Thursday, August 6, 2009

Aimless Reading: The D's, Part 16 (Gilles Deleuze)

Deleuze, Gilles
Nietzsche & Philosophy

I may have purchased this for a course with Elizabeth Grosz in graduate school, in which case I bought it at the UB Bookstore. However, I may have bought it for some other class, in which case I bought it at Talking Leaves Books. I feel like I had already bought and read the book before Grosz arrived, but I can't say for certain.

Before we begin or little foray into Deleuzeland (7 titles), let me say this: I love Gilles Deleuze, but I can't stand Deleuze and Guattari together. I tried to to read Anti-Oedipus. I tried to read A Thousand Plateaus. I found both of them incomprehensible and wholly devoid of pleasure. I did not find it in any way liberating to float along on the lexical sea of wordplay and allusion and so after years of having them on the shelves and not reading them, I sold them to Rust Belt Books last year when we moved across town.

There, I said it. I did it. I am not sorry.

That said, this is one of my favorite books by Deleuze, possibly one of my favorite all-time books of philosophy, possibly one of my all time favorite books.

If I were asked to point to a book that delineated in a clear, concise, convincing and inspiring manner as definitive an answer as possible to the question, why make art? I would point to this book. In short, the answer is to put something novel into the world. I use the word "novel" instead of "new" because I don't think Nietzsche would subscribe to the fetishization of "the new." Rather, I think the point would be that to put something into the world that needs to be there, not as an argument against something one feels shouldn't be. This kind of negative assertion of art he would call "ressentiment," art which only reacts but has no active force of its own outside its reaction to that which it opposes. Art, then, as an argument for itself, not against something else.
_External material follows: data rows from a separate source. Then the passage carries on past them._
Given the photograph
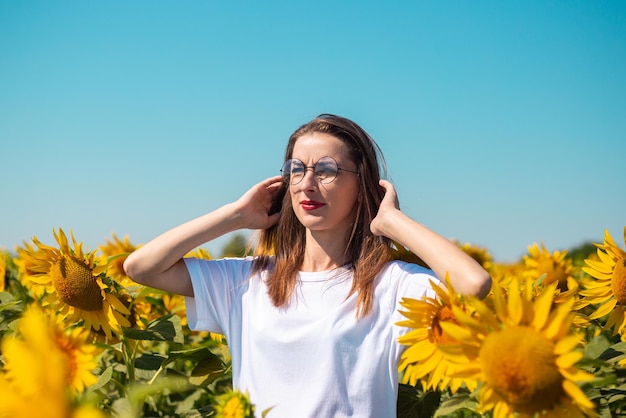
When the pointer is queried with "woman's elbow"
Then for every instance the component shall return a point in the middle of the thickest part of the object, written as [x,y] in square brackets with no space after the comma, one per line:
[481,284]
[132,268]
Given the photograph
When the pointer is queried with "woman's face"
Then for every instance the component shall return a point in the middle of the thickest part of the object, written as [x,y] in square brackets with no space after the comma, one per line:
[324,207]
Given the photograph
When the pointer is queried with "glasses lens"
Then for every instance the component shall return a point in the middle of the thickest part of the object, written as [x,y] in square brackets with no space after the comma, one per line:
[326,170]
[293,171]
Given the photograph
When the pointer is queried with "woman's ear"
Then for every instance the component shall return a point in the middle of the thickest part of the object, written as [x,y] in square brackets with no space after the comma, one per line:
[277,203]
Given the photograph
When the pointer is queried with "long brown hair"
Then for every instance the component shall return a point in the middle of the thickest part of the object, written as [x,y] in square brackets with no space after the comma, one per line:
[366,252]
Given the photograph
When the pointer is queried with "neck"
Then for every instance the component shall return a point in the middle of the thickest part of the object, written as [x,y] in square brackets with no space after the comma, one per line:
[323,255]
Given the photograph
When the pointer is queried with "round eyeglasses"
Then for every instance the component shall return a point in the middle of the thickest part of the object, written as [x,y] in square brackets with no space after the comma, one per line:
[325,170]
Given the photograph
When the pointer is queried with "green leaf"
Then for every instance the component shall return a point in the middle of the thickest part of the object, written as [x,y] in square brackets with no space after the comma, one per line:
[455,404]
[103,380]
[165,328]
[596,347]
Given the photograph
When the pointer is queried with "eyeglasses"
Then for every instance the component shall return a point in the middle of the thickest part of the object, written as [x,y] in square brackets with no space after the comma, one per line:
[325,170]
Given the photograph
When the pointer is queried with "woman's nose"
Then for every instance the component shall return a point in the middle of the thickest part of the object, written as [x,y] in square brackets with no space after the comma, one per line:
[309,180]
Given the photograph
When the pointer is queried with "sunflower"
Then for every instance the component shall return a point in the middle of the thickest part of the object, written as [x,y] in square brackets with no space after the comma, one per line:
[233,404]
[554,267]
[3,269]
[76,287]
[114,253]
[522,354]
[43,368]
[608,290]
[422,360]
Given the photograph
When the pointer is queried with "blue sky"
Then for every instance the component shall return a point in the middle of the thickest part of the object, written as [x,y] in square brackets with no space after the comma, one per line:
[502,123]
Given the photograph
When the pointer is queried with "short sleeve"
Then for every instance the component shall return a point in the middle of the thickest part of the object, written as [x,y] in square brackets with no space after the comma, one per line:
[217,287]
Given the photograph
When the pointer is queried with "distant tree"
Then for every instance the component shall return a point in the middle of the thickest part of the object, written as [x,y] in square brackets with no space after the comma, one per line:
[236,247]
[579,253]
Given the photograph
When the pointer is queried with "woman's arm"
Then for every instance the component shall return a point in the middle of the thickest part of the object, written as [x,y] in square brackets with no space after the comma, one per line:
[467,276]
[159,263]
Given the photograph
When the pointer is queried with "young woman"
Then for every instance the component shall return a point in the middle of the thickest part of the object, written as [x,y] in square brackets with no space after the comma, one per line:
[311,319]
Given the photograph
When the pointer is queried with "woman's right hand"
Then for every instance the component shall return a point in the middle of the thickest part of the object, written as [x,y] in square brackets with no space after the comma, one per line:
[254,206]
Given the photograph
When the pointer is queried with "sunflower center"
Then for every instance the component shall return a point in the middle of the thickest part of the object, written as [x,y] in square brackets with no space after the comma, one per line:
[555,272]
[519,364]
[618,281]
[75,284]
[443,315]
from From Ressentiment to the Bad Conscience:

The imputation of wrongs, the distribution of responsibilities, perpetual accusation. All this replaces aggression. "The aggressive pathos belongs just as necessarily to strength as vengefulness and rancor belong to weakness"... Considering gain as a right, considering it a right to profit from actions that he does not perform, the man of ressentiment breaks out in bitter reproaches as his expectaions are disappointed. And how could they not be disappointed, since frustration and revenge are the a prioris of ressentiment?....We can guess what the creature of ressentiment wants. He wants others to be evil, he needs others to be evil in order to be able to consider himself good. You are evil, therefore I am good


tyrone said...

U agree re Delueze v. Deluze and Guatarri...Guess that's why I like Garfunkel solo better than Simon and Garfunkel...

rdeming said...

I agree--I prefer Deleuze on his own. You're not alone. And this is a great book.

Chris said...

I really don't get your distinction between "new" and "novel" here, but perhaps the two words' cognatey sameness is overwhelming me.

K. Silem Mohammad said...

One more vote for solo Deleuze--and solo Garfunkel.

Michael Kelleher, Buffalo, NY said...

Ok, I can't say I have actually ever listened to Art Garfunkel solo, but I do think he's a serviceable actor.


I know, it's a bit tricky, and maybe the terms are too "cognational" to distinguish; however, if it were possible, the distinction I would make vis-a-vis Del. and Nie. would be this:

The "new" as a reaction against the "old." Therefore, it falls into the realm of ressentiment in that it is necessarily negative in its posture.


The "novel" (I am thinking "cognatively" of "innovate" here) as that which comes into being in an active or positive posture, or, as I stated earlier, that which makes an argument for itself, not against something else.

Does that make some sense?

Chris said...

Sure, the distinction makes enough sense, at least tentatively. Still, French and Latin have made it so I see "novel"/"nouvelle"/"nova" and read "new".